Here’s a small snapshot of a portion of the first page of the document I attached yesterday:


Image 2017-06-07 at 9.20.09 AM

You can see all the letters, but it appears words are sitting on top of one another in the page image.

I’ll go through your code now and make sure mine matches as closely as possible…hopefully exactly.

Thank you

Also, I know it likely doesn’t help much, but I used your code to replace the code in my method, plus I added code to write out both the image of the page, as well as the page (both attached). Here’s my code with your code in it:


public byte[] ProcessJPG(Aspose.Pdf.Page page, int scalePercent)
{
Resolution resolution = new Resolution(200);
JpegDevice jpegDevice = new JpegDevice(resolution, 60);
using (var imageStream = new MemoryStream())
{
// temp
Document doc = new Document();
doc.Pages.Add(page);
doc.Save(“C:\temp\pages\page_” + page.Number + “.pdf”);
// temp

jpegDevice.Process(page, imageStream);

// temp
File.WriteAllBytes(“C:\temp\pages\page_” + page.Number + “.jpeg”, imageStream.ToArray());
// temp

return imageStream.ToArray();
}
}

When you look at the files created from the code (page_1.jpg and page_1.pdf), they show the problem I’m experiencing.

Seems like it has to be an environment difference. I’m running this code locally and stepping through it, so if there’s anything you can think of I should look at, let me know.

Thanks

Hi,


Thank you for sharing a snapshot. We can find garbled text in our output images as we shared in the earlier post (here). We have logged this issue under the ticket ID PDFNET-42879 in our bug tracking system. We have linked your post to this ticket and will keep you informed regarding any available updates. We are sorry for the inconvenience caused.
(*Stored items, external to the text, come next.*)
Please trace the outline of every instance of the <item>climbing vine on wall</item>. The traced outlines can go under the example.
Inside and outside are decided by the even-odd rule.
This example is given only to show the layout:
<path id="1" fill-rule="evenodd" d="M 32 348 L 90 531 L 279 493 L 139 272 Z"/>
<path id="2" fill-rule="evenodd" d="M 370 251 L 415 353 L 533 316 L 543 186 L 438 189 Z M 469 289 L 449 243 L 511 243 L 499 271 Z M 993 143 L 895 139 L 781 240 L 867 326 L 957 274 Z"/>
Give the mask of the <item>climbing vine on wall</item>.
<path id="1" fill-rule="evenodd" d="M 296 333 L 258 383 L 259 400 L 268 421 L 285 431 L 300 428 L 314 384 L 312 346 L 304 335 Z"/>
Would you have any estimate as to when this issue (PDFNET-42879) might be addressed?


Might there be a workaround I could try?

Thank you.

Hi,


Thank you for being patient. We have re-evaluated your ticket ID PDFNET-42879 with the latest version 17.6 of Aspose.Pdf for .NET API and could not find the garbled text in the output images. We have attached a Zip of output images to this reply. Kindly check and let us know if you can see garbled text in the output images. Your response is awaited.

I don’t see any attachments?

Hi,


We are sorry for missing an attachment. Please refer to this download link: OutputImages17.6Zip

I rebuilt my application with v17.6, but still get the same two pages of offset text. We’ll likely just switch to a different imaging tool, as there is obviously something different between our run environment (AWS EC2 / Beanstalk) and yours.


I appreciate all the assistance with this issue.

Hi,


Thank you for the confirmation. We have added your environment details to the ticket ID PDFNET-42879 in our bug tracking system and will notify you once it is fixed. We will be happy to assist you further in the future and thanks for checking out our API.